Litwack v. Plaza Realty Investors

The coincidence of the decisions in the two cases with different results led to reconsideration of the lower court case which was at variance with the one decided by the appellate division. As a result, the decisions were reconciled and the Litwack action was dismissed based on Beck. Despite this reconciliation, which provides that actual knowledge or notice of a mold condition itself is required to impose liability on a landlord, a landlord’s liability for mold conditions remains an emerging legal issue and further decisions can be expected. In the interim, steps can be taken by co-op and condo managers and boards to control both damage and liability. Preventive maintenance and prompt and appropriate remediation, using experienced specialists where indicated, are key. Identifying and repairing the source of water leaks will prevent recurrence

The Habitat “Case Notes” for June 2005 discussed two cases involving mold conditions in New York City apartments. Shortly after that column appeared, the court, in Litwack v. Plaza Realty Investors, changed its decision and dismissed the complaint on the ground that the defendants did not have actual or constructive notice of the condition at the premises that caused Litwack’s injuries. The decision on reargument follows.
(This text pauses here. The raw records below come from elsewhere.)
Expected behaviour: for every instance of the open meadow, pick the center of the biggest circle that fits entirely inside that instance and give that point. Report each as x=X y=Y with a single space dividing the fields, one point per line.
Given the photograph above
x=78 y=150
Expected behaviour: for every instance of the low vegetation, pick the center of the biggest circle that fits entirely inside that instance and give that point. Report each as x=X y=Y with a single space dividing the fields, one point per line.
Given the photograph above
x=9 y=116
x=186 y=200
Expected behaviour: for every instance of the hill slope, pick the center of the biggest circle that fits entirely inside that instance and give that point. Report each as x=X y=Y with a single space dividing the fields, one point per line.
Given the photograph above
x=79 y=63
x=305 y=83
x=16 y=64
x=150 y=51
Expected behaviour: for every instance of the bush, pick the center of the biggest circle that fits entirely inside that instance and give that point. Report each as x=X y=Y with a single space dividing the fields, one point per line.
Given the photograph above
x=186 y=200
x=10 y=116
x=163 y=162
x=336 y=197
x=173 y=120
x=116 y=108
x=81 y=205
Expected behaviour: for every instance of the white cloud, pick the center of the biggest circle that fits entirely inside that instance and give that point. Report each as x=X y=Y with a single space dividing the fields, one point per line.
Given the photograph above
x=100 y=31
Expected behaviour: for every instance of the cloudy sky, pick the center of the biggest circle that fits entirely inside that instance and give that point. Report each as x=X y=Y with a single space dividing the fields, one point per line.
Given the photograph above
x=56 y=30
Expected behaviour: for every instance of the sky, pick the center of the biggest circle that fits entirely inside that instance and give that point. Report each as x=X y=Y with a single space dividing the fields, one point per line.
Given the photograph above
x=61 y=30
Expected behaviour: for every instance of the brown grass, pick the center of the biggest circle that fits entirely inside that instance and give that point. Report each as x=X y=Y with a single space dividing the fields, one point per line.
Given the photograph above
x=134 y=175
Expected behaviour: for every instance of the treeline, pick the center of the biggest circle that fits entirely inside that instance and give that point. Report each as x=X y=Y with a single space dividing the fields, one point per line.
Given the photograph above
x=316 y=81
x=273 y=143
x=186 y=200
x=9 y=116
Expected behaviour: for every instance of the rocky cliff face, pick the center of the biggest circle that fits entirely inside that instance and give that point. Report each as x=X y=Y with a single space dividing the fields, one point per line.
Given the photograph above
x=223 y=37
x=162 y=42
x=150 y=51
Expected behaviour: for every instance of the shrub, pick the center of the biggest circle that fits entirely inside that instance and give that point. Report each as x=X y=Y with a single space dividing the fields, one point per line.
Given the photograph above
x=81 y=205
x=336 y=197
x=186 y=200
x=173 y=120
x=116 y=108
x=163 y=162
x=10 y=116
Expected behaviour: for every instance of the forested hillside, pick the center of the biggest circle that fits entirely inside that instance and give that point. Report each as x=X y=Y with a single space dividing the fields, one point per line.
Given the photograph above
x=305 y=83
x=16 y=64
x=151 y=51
The plaintiff was formerly a tenant at 200 East 33rd Street, Apartment 30G, in New York City, owned and managed by the defendants. She claimed that she suffered personal injuries from a toxic mold condition at the premises from April 1999 to July 2001, when she moved out. She said that the condition was caused by water leaks. The defendants moved for summary judgment, asserting that they did not have notice of the alleged toxic mold condition. That motion was denied.

The defendants then moved to renew and reargue based upon the recent decision of the appellate division in Beck v. J.J.A. Holding Corp. , decided on November 16, 2004, several days after the order in this case (discussed in the June 2005 “Case Notes”). They asserted that Beck, also a toxic mold case, supported their position that Litwack could not set forth a prima facie case of negligence, because it was undisputed that the defendants did not have notice of the mold condition until four months after she vacated the premises. Litwack contended that Beck was inapplicable.

This court granted renewal, and, upon doing that, granted the defendants’ motion for summary judgment, dismissing the complaint. It said that, in Beck, the court, for the first time, had clarified the issue of the landlord’s duty in a case where the tenant was alleging a mold condition in the premises caused personal injuries. In that case, the plaintiff’s apartment was flooded in September 1998, severely damaging the floor and the walls. The defendant landlord, at the plaintiff’s request, repainted the premises, and the plaintiff replaced the carpeting. The plaintiff claimed that afterwards, as a result of the flooding, hazardous mold contaminated her apartment. She alleged that, because it was foreseeable that water seeping into the walls would cause a dangerous accumulation of mold, the landlord breached its duty to maintain the premises in a safe condition by failing to abate the mold. She testified at her deposition that she was not aware of the mold condition until she received a report from Johns Hopkins Hospital in November 1999. She then moved out in December 1999.

In moving for summary judgment, the defendants argued that they did not create the condition, and had no actual notice of it prior to November 1999. They also contended that they did not have sufficient time to remedy the situation before the plaintiff moved out. The plaintiff then asserted that there was discoloration on the walls, which, along with the defendants’ knowledge of the water damage, should have put defendants on notice of the likelihood of mold contamination.

In affirming the lower court’s dismissal, the court held that Litwack failed to meet her burden to show that the defendants had either created or had actual notice of the mold hazard, and also failed to establish any other act or omission by the defendants which could have caused her respiratory ailments. It reiterated the lower court’s finding that the landlord did not have an ongoing duty to monitor the premises for the possible development of environmental hazards.

As in Beck, the defendants had demonstrated that they were first notified of the hazardous mold condition in November 2001, when Litwack’s attorney sent them a letter, demanding damages and remediation. This was four months after the plaintiff had moved out of the apartment.

At her deposition, the plaintiff admitted that she did not discuss her concerns with the defendants that there might be an environmental problem with the premises. There was an insufficient time period in which the defendants could be charged with constructive notice. The court said that Litwack’s evidence of the notice of water leaks and brownish spots on the dining room wall were insufficient to create notice. As the court in Beck found, the court here held that the defendants did not have an ongoing duty to monitor Litwack’s apartment for the possible development of an environmental hazard. Therefore, the defendants’ motion for summary judgment was granted and the claims for negligence were dismissed.